The path to that first radio interview began, she admits, when she was “three or four, and I would come out of these Disney movies and I’d be singing every single song from the movie on the car ride home, word for word. And my parents noticed that, once I had run out of words, I would just make up my own”. Her grandmother, a former opera singer, made a strong impression. “She would have these wonderful parties at her house, and she would get up and sing. She always wanted to be on stage, whether she was in the middle of her living room or in church. She just loved it. And when she would walk into a room, everyone would look at her, no matter what. She had this ‘thing’, this It factor. I always noticed it — that she was different from everyone else.”
Duly bitten by the bug, Swift carried her early attempts at poetry and the starring roles she won in a children’s theatre company over into songwriting when, aged 12, she was lent a guitar and taught her first three chords. “And, that night, I wrote my first song,” she laughs. “The next day, I wrote my second one; the next, my third one.

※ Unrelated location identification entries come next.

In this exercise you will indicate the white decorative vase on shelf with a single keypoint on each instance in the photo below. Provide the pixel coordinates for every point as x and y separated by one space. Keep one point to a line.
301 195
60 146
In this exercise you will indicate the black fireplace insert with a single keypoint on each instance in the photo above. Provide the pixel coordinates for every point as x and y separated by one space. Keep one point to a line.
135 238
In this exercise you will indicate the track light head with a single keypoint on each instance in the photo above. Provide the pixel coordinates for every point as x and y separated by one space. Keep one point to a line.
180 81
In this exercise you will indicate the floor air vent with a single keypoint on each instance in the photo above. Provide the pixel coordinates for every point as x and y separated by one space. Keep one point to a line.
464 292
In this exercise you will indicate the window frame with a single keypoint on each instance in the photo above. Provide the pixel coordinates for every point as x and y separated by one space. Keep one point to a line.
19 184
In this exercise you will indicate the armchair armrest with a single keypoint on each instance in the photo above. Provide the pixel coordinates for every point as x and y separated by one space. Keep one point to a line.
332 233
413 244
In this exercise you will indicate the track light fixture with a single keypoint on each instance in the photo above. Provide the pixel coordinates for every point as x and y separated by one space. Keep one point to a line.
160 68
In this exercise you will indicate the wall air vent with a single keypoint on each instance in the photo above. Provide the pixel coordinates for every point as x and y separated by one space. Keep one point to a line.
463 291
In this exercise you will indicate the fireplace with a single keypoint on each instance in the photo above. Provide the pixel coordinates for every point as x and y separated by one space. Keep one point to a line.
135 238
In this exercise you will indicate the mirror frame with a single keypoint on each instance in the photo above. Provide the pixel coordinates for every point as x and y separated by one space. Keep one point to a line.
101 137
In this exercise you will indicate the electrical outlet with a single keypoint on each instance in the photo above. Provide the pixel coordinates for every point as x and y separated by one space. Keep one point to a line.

I couldn’t put it down.”
Her view of herself, of why she was writing, and why she wanted to pursue it, was clear-cut, but her surrender to it was, she says, almost involuntary. An intense musicality seemed to command her to make music. That’s what happens, she says, when “music is always taking up half of your thoughts; in fact, more than that. If you’re in a room and there’s music playing, whether you’re intrigued by it or you’ve heard it a million times before, you have to really devote a lot of energy to being present in the conversation”.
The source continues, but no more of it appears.